Damit keine Unklarheiten auftreten: Die Bewertungen und Empfehlungen gelten für den gesamten Jaderaum und nicht speziell für Wilhelmshaven.
Die von der Industrie- und Handelskammer aufgestellte Behauptung, daß das Gutachten „Risiken für die gewerblich-industrielle Zukunft Wilhelmshavens“ birgt, wies Prof. Höppner mit dem Hinweis auf die Möglichkeiten Wilhelmshavens als „Die Großstadt im Nationalpark“ zurück. Er beschrieb die mögliche Pilotfunktion, die Wilhelmshaven im Rahmen “besonders umweltschonender Produktion und Landnutzung“ übernehmen könne.

 

gw91_nährstoffe

Erläuterungen zum Schaubild:
Akzeptoren: Um das komplexe System des Jadebusens (Gesamtakzeptor ) untersuchen und bewerten zu können, wurde es in einzelne Bereiche und Areale – Akzeptoren – zerteilt, die auf der senkrechten Achse aufgeführt sind. Diese Akzeptoren werden vom Menschen auf unterschiedlichste Art und Weise beeinflußt (Schadstoffeinleitungen, Fischerei usw.). Die Bewertung der Akzeptoren (waagerechte Achse) gibt an, wie diese Einflüsse auf den jeweiligen Akzeptor wirken.

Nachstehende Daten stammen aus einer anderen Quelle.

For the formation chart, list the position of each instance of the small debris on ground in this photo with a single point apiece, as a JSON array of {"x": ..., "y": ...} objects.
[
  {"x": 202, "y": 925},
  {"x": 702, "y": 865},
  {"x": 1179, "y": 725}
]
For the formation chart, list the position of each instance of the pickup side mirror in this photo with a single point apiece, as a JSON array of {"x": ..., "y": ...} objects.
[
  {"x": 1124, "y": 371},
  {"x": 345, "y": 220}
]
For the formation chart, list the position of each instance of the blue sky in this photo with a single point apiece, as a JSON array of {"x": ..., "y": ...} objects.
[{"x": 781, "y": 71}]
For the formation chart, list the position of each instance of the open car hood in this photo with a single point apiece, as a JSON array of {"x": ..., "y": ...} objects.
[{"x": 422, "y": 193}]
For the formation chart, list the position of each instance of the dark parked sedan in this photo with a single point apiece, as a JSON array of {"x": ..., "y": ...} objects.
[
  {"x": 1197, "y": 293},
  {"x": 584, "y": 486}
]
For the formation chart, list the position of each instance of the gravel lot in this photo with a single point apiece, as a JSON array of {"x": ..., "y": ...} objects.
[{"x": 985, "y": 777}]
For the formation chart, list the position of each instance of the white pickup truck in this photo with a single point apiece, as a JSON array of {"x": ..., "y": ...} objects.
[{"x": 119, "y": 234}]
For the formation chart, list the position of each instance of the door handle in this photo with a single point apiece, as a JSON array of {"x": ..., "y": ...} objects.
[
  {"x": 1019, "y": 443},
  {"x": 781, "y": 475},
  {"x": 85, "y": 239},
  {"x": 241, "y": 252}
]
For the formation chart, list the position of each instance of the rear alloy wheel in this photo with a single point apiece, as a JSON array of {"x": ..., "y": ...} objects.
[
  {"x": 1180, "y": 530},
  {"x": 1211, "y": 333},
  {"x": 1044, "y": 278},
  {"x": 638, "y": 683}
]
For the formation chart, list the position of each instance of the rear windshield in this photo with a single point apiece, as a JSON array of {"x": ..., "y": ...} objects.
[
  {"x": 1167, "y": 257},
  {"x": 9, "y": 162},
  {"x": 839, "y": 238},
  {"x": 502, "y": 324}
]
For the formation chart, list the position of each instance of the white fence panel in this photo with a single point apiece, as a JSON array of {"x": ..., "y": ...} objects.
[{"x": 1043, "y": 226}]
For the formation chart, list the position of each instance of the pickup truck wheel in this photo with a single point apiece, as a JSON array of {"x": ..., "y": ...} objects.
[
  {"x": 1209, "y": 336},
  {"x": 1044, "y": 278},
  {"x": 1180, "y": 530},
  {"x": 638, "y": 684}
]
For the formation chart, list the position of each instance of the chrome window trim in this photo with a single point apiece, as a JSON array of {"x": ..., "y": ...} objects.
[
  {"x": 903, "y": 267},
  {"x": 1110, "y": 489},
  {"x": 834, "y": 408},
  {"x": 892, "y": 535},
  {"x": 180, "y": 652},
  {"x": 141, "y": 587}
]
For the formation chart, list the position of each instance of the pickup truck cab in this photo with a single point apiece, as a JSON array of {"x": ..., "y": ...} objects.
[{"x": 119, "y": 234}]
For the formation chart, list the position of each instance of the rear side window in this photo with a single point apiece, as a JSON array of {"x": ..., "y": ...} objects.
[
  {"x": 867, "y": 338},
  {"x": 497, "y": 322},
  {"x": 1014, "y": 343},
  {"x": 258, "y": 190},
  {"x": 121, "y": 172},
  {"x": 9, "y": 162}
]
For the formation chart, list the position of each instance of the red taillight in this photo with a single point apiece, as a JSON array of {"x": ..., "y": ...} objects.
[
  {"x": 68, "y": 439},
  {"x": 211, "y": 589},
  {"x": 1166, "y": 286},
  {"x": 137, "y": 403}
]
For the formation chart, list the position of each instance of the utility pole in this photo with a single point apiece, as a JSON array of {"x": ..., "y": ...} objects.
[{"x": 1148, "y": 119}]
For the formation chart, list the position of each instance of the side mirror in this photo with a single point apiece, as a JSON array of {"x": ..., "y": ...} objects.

Die ARSU hat die Akzeptoren in drei Gruppen zusammengefaßt:

Substantielle Akzeptoren
Nährstoffe: Über Siele, Direkteinleitungen, Wasseraustausch, Atmosphäre in die Jade gelangende Stoffe (Stickstoff und Phosphat), Düngung; Sauerstoffzehrung;
Schadstoffe: Schwermetalle wie Quecksilber, Blei, Cadmium, Zinn, Kupfer.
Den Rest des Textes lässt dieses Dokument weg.